A group of academics who oppose the drive to measure the impact of research have accused Research Councils UK of taking a "dogmatic stance" over its refusal to reassess the issue.
Earlier this month, representatives of the group of 52 prominent academics, which includes 10 Nobel laureates, met a number of RCUK senior staff, including chief executive Alan Thorpe, to urge them to abandon the "impact" section of research council grant applications.
The group's coordinator, Don Braben, honorary professor at University College London, said that predicting impact was impossible and claimed that the requirement to do so would discourage scientific creativity and risk-taking.
"We do not know of any major scientific discovery that followed a predictable course. Therefore, RCUK's impact initiative encourages speculation and introduces unscientific criteria into the research selection processes," he wrote in a letter to Professor Thorpe ahead of the meeting.
Professor Braben said RCUK had declined to express the "scientific basis" of its position on impact. "In my long experience of dealing with officialdom, I have not come across such an overtly dogmatic stance.

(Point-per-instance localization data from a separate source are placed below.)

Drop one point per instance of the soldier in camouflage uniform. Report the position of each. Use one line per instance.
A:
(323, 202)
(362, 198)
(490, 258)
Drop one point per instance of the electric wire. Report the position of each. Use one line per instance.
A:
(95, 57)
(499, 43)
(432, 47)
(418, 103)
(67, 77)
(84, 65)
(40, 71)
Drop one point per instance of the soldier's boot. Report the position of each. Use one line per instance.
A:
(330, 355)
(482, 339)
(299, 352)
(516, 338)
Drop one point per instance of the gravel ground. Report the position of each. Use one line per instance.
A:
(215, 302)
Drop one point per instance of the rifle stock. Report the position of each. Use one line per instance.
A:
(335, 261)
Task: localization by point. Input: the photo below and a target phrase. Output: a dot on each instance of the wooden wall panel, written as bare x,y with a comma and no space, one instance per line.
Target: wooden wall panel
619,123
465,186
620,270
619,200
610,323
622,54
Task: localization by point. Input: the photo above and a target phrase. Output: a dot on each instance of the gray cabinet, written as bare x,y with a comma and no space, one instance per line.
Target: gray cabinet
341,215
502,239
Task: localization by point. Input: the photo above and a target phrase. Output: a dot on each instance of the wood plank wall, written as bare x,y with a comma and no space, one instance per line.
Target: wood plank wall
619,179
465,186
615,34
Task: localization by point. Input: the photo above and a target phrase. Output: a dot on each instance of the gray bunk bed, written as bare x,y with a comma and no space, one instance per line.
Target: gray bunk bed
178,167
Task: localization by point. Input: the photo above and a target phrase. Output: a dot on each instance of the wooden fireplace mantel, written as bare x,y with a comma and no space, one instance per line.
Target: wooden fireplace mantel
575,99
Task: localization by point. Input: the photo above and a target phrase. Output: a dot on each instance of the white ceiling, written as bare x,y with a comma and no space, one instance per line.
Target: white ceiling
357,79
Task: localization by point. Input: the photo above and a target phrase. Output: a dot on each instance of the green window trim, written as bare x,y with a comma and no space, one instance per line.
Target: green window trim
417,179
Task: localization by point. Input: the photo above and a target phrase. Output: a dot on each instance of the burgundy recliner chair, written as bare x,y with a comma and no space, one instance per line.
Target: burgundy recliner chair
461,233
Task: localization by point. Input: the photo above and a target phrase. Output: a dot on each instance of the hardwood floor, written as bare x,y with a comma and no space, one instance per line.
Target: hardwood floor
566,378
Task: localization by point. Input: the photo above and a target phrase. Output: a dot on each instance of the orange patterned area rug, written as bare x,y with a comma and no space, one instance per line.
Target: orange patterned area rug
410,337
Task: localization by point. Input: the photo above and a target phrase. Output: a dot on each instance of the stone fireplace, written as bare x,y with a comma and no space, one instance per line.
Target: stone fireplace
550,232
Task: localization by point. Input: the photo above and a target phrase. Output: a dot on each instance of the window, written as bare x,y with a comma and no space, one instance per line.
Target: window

Alan Thorpe and his colleagues were completely unmoved by scientific arguments, and indeed, refused in effect to discuss them," he said.
He added that the group has been granted a meeting with David Willetts, the universities and science minister, on 26 July.
Last week, Mr Willetts announced a one-year delay to the implementation of the research excellence framework to allow the Higher Education Funding Council for England to "figure out whether there is a method of assessing impact that is sound and that is acceptable to the academic community".
At a conference earlier this month Mr Willetts said that predicting impact was much harder than assessing it in retrospect, as institutions will have to do under current plans for the REF. But he declined to call on RCUK to review its policy on impact and said he had delayed the REF because the issue had demanded an immediate decision from him.
In a statement, RCUK denies that the standardised "pathways to impact" section of grant applications requires applicants to predict the outcome or impact of research, but rather "to describe how they intend to open up the pathways to achieve impact".
It says the primary criterion for funding remains scientific excellence, with impact one of several "secondary criteria" that can be employed in borderline decisions.
RCUK has taken the concerns of Professor Braben and his colleagues "very seriously", the statement adds. "We are disappointed and concerned that there are still some erroneous perceptions surrounding RCUK's position on impact," it says.